I've written an application that uses some flash components. To allow these flash components to work with other machines, I need to accept certificates from these machines or skip certificate errors permanently on user machines to accomplish this.
I tried the following, but none of this worked for me:
- Install certificate to the Trusted Root Certification Authorities.
- Adding the site to the trusted sites in Internet Explorer.
- Clearing the SSL cache, browsing history, browser cache, etc.
- Uncheking "Warn about certificate address mismatch" in the Advanced tab of Internet Explorer
settings. - Unchecking "Check for publisher's/server certificate revocation". Rebooting machine, reloading IE, and cleaning the Windows registry.
Nothing stated above was able to help me.
I also have read/heard 'warn about invalid site certificates' setting in Internet Explorer (this article states it exists), but I haven't find it in the Internet Explorer 9 settings.
Could somebody suggest any way of how certificate warning can be skipped?
Thanks in advance!
p.s.

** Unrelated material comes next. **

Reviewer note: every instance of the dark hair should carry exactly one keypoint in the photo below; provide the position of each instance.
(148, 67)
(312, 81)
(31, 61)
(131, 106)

Here is what the warning states:
- The security certificate presented by this website was not issued by a trusted certificate authority. (Installing certificate to the Trusted Root Certification Authorities should resolve it, but it didn't)
- The security certificate presented by this website was issued for a different website's address.(Unchecking "Warn about certificate address mismatch" in advanced tab of Internet Explorer settings should resolve it, but it didn't as well)
Best Answer
Adding the certificate to the Trusted Root CA store will resolve the "The security certificate presented by this website was not issued by a trusted certificate authority." message. Note that you need to trust the root certificate that the server's certificate chains to, which may or may not be the same certificate that the server sent.
The "Warn about certificate address mismatch" checkbox resolves the "Security certificate presented for this website was issued for a different website's address" error only. It's unsafe to uncheck this box because it applies to all sites.
Changing "Check for publisher/server certificate revocation" will not help you.
If you're doing this only for test purposes, consider simply running Fiddler in HTTPS-decryption mode. Fiddler will hit the certificate error and you can ignore it for the lifetime of the Fiddler session.
Alternatively, your best approach is to simply fix the certificate on the other server. If it's self-signed and you don't want to pay for a CA certificate, at a very minimum you should update the self-signed certificate to contain the proper CN or SubjectAltName to match that server's hostname.